Dec 26, 2009 17:41
I wanted to like New Eves: Science Fiction About the Extraordinary Women of Today and Tomorrow, edited by Janrae Frank, Jean Stine, and Forrest J. Ackerman. It's a collection of a bunch of science fiction stories by women that I haven't already read in every other such anthology. With the exception of three stories (one being "Speech Sounds" by Octavia Butler), these stories were new to me.
However, most of the stories left me cold. The attempt to choose unfamiliar stories seems to have meant choosing less awesome stories. To my taste, the stories in the final section devoted to "The 80s and Beyond" were the best (including Lee Killough's "Symphony for a Lost Traveler," Maureen F. McHugh's "The Missionary's Child," and Karen Joy Fowler's "The Lake Was Full of Artificial Things"), but this is only a small portion of the book.
The biggest problem I had with this book, though, was not in the choice of stories included. The editing is just terrible. And it is terrible on multiple levels. The copyediting is terrible: there are so many typos, not just in the introductions to the stories but in the stories themselves, some of them even inhibiting the clarity of the narrative. The fact-checking is terrible: several stories are placed in one chronological section (say the 1960s and 1970s) but really belong in another, authors' names are misspelled or misrepresented, and some publication dates for stories are just wrong. And the writing is bad, too. On top of all of that, in a book devoted to women writers of science fiction, the presentation of feminism hews frighteningly close to negative anti-feminist stereotypes.
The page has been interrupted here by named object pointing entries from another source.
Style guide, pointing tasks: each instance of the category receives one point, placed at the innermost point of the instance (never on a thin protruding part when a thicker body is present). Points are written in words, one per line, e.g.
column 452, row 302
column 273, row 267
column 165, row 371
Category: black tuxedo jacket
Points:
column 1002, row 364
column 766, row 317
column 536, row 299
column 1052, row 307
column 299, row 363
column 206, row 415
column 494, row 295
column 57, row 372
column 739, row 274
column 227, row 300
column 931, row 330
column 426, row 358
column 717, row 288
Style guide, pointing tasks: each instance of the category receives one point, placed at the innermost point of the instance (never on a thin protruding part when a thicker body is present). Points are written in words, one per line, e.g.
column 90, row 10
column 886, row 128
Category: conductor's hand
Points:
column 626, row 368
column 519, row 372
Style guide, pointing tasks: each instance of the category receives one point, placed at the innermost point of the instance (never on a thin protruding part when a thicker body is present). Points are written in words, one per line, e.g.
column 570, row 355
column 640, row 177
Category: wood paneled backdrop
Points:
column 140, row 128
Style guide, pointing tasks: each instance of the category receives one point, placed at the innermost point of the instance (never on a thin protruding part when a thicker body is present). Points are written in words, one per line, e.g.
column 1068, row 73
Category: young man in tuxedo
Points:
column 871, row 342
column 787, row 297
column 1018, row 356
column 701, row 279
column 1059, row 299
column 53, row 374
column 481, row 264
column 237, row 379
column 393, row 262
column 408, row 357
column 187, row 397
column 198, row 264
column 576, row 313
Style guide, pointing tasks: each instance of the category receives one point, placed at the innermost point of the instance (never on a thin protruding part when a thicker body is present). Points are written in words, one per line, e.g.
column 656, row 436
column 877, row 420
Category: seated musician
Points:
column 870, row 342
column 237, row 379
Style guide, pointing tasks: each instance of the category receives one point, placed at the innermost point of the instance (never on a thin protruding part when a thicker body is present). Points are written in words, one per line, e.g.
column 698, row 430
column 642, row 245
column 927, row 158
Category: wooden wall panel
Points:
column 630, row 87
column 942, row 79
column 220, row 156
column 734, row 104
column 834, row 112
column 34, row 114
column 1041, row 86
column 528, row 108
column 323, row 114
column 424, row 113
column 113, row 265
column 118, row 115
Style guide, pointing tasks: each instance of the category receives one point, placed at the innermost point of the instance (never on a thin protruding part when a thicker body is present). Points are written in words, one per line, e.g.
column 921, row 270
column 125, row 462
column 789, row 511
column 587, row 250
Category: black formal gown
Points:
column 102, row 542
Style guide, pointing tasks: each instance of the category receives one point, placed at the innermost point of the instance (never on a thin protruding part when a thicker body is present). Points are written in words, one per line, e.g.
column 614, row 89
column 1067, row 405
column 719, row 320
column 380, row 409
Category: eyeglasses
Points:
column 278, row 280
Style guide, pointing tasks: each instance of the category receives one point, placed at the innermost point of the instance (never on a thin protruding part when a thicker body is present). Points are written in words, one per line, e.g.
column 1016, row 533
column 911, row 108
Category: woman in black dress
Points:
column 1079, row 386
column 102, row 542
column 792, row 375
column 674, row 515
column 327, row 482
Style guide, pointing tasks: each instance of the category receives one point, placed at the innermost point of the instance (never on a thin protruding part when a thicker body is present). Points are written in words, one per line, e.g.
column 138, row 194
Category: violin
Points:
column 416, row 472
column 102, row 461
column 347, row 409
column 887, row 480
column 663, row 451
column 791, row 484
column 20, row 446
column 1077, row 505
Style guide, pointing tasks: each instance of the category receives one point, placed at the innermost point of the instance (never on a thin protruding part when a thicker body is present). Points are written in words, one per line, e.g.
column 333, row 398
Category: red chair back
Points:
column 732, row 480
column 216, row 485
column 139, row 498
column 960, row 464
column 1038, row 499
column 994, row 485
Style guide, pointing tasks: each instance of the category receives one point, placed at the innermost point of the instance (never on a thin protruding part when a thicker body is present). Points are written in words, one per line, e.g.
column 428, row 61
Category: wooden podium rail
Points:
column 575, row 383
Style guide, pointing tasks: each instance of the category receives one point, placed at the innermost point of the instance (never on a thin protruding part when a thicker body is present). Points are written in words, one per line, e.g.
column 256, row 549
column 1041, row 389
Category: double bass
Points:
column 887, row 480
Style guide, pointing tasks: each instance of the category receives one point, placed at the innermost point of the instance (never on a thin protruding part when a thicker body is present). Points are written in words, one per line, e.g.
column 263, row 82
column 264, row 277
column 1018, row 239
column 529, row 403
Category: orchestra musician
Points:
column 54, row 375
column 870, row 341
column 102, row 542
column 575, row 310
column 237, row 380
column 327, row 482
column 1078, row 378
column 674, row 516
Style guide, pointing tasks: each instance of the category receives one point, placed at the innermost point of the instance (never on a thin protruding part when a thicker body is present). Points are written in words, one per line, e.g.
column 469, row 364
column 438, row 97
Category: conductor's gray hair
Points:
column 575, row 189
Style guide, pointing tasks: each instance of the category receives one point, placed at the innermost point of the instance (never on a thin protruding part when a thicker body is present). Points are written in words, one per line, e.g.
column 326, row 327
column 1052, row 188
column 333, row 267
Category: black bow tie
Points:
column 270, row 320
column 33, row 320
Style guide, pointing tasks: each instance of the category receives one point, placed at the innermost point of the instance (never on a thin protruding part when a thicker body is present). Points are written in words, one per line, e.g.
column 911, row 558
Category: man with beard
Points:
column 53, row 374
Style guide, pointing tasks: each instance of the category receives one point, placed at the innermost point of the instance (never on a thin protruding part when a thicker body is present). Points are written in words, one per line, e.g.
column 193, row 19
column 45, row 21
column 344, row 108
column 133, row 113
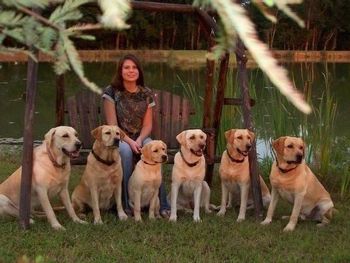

In short, I wouldn't recommend this book. If you are looking for less commonly anthologized science fiction stories by women writers, you might find something worth reading here (I don't pretend that my tastes in SF are the same as everyone else's), but beware: its myriad mistakes make this a sometimes frustrating read, an unreliable source on some points, and considerably less worthy of the time and effort required to read it than are most anthologies.